Amazing as this might sound, the buildings from America’s very first purpose-built aircraft factory still stand, and a group in Dayton, Ohio is seeking to preserve them. The two structures pictured above date from roughly 1910/1911, and were an integral part of the nascent Wright Company, established by Wilbur and Orville Wright in 1909. According to a recent press release, “the National Park Service has identified the buildings as the first in America built for the purpose of producing airplanes. Adding the factory to the national park’s other five units would complete the story of the Wright brothers’ lives and their invention, development and commercialization of the airplane in Dayton.

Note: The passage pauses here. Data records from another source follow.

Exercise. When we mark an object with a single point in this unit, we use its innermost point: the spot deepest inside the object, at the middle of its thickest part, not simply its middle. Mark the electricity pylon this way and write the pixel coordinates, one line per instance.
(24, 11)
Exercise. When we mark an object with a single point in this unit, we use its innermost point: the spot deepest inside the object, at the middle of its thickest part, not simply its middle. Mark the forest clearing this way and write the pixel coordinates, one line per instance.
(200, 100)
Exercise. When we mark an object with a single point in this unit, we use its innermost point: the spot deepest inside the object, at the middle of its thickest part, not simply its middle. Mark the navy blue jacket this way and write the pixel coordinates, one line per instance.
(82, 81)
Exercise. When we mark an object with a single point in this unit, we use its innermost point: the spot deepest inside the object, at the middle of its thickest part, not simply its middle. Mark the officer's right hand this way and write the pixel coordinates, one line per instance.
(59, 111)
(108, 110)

The National Aviation Heritage Alliance (NAHA) is currently evaluating whether it can raise the necessary capital to acquire the Wright brothers’ factory site. The campaign’s goal is to secure the two historic Wright Company factory buildings and surrounding property for future use as a unit of the Dayton Aviation Heritage National Historical Park. The site is a part of the former Delphi Home Avenue automotive parts manufacturing plant.

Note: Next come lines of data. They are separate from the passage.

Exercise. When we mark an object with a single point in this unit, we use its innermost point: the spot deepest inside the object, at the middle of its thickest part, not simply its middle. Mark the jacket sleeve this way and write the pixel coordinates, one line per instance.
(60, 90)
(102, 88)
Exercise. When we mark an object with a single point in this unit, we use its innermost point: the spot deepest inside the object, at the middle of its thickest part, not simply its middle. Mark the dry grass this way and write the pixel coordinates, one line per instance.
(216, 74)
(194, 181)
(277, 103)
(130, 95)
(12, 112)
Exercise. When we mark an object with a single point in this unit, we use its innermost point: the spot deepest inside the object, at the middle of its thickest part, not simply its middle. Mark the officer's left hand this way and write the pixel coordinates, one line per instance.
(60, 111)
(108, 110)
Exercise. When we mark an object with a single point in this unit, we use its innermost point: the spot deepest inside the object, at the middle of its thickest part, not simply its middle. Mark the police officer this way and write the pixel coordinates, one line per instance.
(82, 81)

NAHA launched the study on the heels of another positive development: Ohio’s approval of $250,000 for the project in its state capital budget. Ohio Gov. John Kasich signed the budget bill on April 1st. The state capital funding has importance beyond the dollars themselves, said Frank Winslow, chairman of NAHA’s board of trustees.“It validates the project as important not only to us, but to the state of Ohio,” he said. “It will clearly help our philanthropic fundraising. ”The 20-acre historic parcel also includes three attached buildings of matching style and land suitable for redevelopment. NAHA envisions a wide range of potential uses for the property that would complement the Wright factory. Some examples are science, technology, engineering and mathematics (STEM) education programs, aviation education and training, aerospace research and possibly light aircraft or unmanned air vehicle production.
In addition to the historic parcel, the study will evaluate the feasibility of acquiring the remaining 34 acres that make up the former Delphi plant for commercial or industrial redevelopment.“These adjacent parcels would be especially suited to an aviation or aerospace manufacturer that sees value in tying its brand to the birthplace of America’s aerospace industry,” said Tony Sculimbrene, NAHA’s executive director.

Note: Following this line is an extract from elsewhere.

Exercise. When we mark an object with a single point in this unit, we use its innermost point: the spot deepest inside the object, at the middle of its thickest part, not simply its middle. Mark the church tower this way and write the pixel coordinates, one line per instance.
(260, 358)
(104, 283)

Demolition of the old Delphi manufacturing buildings has progressed rapidly over the past year with the aid of a $3 million Clean Ohio Fund grant and additional private investment. The site’s owner, Home Avenue Redevelopment LLC (HAR), expects demolition to be complete by the end of June. Brownfields redeveloper Hull & Associates Inc., which formed HAR for the project, has worked closely with the National Park Service, the City of Dayton and NAHA to redevelop the site for commercial and industrial use while preserving the historic Wright Company buildings.
“We are extremely fortunate to be working with a redevelopment company that recognizes and appreciates the historic value of these buildings,” Winslow said.
Even though Delphi put in a steam plant some decades ago which truncated these historic buildings somewhat, they still form a vital part of the world’s aviation heritage, and must be saved!